Grant has sent a letter to BC Housing advising that his agency “is not willing or available at this time to participate in a plan to relocate Seabreeze tenants to a temporary alternate location as a means of stabilizing their housing.

“SSICS is concerned that a relocation strategy would be a significant, stressful and unnecessary step that could in fact undermine their current stable housing and rights to maintain it. There has been no confirmation to our knowledge that their current housing is actually at risk. Requirements for SSICS involvement would include confirmation that all parties are abiding by the Residential Tenancy Act (RTA), that the rights of tenants have been considered, and that there is a legal order of possession that puts the Seabreeze tenants housing at imminent risk.”

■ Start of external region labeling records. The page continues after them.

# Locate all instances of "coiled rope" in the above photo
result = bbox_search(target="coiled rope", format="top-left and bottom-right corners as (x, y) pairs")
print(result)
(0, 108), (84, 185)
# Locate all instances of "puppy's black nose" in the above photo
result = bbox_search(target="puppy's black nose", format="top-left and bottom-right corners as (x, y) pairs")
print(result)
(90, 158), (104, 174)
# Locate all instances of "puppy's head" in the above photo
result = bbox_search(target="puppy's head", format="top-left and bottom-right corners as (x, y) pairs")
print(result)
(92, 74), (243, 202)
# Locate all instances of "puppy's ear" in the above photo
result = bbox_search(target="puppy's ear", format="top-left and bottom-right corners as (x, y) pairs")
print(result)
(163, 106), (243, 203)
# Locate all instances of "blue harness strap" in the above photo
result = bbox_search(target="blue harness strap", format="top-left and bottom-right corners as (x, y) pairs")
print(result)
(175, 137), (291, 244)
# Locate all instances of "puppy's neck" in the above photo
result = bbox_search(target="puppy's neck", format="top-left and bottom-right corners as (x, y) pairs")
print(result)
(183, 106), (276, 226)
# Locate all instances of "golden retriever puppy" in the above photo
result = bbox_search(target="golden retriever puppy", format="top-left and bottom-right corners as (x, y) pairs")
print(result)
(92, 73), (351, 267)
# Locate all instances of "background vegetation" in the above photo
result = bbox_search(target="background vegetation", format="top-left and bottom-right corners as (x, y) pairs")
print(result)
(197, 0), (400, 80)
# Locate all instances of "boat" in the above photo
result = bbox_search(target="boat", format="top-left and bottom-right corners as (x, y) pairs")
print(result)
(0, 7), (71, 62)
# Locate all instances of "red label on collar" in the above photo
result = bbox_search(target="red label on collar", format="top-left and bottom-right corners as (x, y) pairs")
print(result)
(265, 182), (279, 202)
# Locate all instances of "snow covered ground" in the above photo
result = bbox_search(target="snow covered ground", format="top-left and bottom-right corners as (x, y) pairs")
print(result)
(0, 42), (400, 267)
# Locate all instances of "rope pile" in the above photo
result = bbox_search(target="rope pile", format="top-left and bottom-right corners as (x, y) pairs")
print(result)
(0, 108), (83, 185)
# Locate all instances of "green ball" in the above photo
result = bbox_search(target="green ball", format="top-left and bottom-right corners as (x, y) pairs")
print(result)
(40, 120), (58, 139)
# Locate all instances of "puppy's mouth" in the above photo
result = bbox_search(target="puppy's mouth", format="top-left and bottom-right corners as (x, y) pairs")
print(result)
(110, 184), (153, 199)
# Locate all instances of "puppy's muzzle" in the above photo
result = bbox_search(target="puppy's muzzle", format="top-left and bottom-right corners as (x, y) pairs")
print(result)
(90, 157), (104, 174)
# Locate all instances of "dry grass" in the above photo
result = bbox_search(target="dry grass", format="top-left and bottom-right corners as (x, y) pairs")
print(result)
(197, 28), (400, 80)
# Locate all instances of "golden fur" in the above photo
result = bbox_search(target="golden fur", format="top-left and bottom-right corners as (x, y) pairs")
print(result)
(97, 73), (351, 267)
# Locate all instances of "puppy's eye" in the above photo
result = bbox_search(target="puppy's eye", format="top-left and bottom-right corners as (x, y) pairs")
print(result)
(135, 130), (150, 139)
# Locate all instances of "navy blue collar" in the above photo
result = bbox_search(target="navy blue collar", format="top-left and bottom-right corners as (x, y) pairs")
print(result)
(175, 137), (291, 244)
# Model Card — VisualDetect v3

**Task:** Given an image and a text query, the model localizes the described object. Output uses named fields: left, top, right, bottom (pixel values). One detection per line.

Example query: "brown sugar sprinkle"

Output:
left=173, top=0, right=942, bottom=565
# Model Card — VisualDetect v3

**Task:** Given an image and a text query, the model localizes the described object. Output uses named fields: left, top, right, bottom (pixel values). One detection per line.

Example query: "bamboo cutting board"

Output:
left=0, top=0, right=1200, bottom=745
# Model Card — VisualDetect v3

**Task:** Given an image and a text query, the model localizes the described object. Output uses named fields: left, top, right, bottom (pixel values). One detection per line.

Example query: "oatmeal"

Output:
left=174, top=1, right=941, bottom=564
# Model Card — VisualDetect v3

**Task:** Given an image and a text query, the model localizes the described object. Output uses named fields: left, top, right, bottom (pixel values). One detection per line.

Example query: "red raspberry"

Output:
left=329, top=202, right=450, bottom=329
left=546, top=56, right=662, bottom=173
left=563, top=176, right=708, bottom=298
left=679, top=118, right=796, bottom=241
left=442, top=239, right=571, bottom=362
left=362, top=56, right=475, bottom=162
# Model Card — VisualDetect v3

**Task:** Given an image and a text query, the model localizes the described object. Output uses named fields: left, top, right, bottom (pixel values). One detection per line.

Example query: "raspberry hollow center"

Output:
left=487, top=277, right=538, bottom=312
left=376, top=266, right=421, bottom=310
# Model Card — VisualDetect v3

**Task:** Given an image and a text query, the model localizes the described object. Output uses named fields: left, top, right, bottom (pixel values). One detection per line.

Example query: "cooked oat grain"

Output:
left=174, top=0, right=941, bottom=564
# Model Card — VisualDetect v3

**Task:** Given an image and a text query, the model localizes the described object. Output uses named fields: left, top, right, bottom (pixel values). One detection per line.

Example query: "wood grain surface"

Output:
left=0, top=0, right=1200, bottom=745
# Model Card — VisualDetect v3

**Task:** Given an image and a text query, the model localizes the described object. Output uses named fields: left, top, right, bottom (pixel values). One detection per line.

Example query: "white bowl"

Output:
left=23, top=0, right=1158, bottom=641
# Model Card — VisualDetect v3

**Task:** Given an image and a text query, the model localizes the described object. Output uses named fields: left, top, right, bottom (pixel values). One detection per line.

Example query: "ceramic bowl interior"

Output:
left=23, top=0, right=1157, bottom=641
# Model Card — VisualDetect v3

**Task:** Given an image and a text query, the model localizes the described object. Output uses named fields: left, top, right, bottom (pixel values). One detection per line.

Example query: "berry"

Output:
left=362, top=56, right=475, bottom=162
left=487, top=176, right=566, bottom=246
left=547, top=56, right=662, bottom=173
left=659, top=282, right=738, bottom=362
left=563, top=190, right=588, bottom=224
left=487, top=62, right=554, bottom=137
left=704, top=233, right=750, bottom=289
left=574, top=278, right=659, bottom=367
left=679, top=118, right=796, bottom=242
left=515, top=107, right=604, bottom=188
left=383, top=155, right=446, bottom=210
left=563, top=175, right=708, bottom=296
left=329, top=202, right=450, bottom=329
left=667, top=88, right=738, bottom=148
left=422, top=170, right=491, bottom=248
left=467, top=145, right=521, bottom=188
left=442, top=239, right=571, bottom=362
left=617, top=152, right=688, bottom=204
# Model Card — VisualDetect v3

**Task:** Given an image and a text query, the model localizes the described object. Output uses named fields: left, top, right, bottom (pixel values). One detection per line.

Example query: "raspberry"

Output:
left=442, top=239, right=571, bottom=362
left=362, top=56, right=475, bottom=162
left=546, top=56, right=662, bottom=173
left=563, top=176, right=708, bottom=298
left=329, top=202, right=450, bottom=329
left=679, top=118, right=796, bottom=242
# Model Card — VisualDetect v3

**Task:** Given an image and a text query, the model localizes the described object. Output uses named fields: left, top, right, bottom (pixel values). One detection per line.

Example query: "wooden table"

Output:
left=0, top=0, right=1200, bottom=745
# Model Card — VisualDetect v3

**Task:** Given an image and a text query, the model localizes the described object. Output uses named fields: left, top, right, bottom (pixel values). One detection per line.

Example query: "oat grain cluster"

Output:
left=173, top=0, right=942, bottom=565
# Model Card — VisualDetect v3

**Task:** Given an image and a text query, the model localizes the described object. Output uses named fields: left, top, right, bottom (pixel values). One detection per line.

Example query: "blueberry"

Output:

Grant maintains that LMHF is the proper landlord and must follow RTA regulations regarding renovictions. That would give tenants four months’ notice after a building permit has been obtained. That process will follow receipt of the temporary use permit and development variance permit from the Islands Trust.

“I am aware that this does not ideally suit LMHF, but like any developer purchasing a tenanted property, if they are patient and follow the law they can achieve their objective,” Grant states in his June 27 letter to BC Housing staff.

He also noted that one Seabreeze resident has lived there since 2019 and has had no involvement with BC Housing or SSICS. Three individuals have secured units at the new phase of the Croftonbrook affordable housing complex operated by Islanders Working Against Violence and are scheduled to move there on July 1. That leaves 16 residents at Seabreeze.

Martell said the foundation is getting legal advice and continuing to seek solutions, while noting that the LMHF-BC Housing agreement has a clause stating that Residential Tenancy Act provisions do not apply in this case.

She added that she was alarmed to hear that SSICS was receiving rent from the tenants. Grant confirmed that SSICS has been collecting monthly rent from some tenants since the motel changed hands and was leased to BC Housing.

“We’ve been kind of waiting on an agreement or some indication of where to send the money. I mean, we haven’t got any agreement between Lady Minto or BC Housing about that end of it . . . For some people they come in to give us their rent because they don’t know where to give it anymore.”

The Copper Kettle Community Partnership has also been involved in trying to find solutions. They have offered to facilitate the building of Conestoga huts if the approximately $5,000 per unit is provided and a location to put them secured.

“It’s evolving,” said Cherie Geauvreau of Copper Kettle of the whole situation, “and nobody knows what they’re doing.”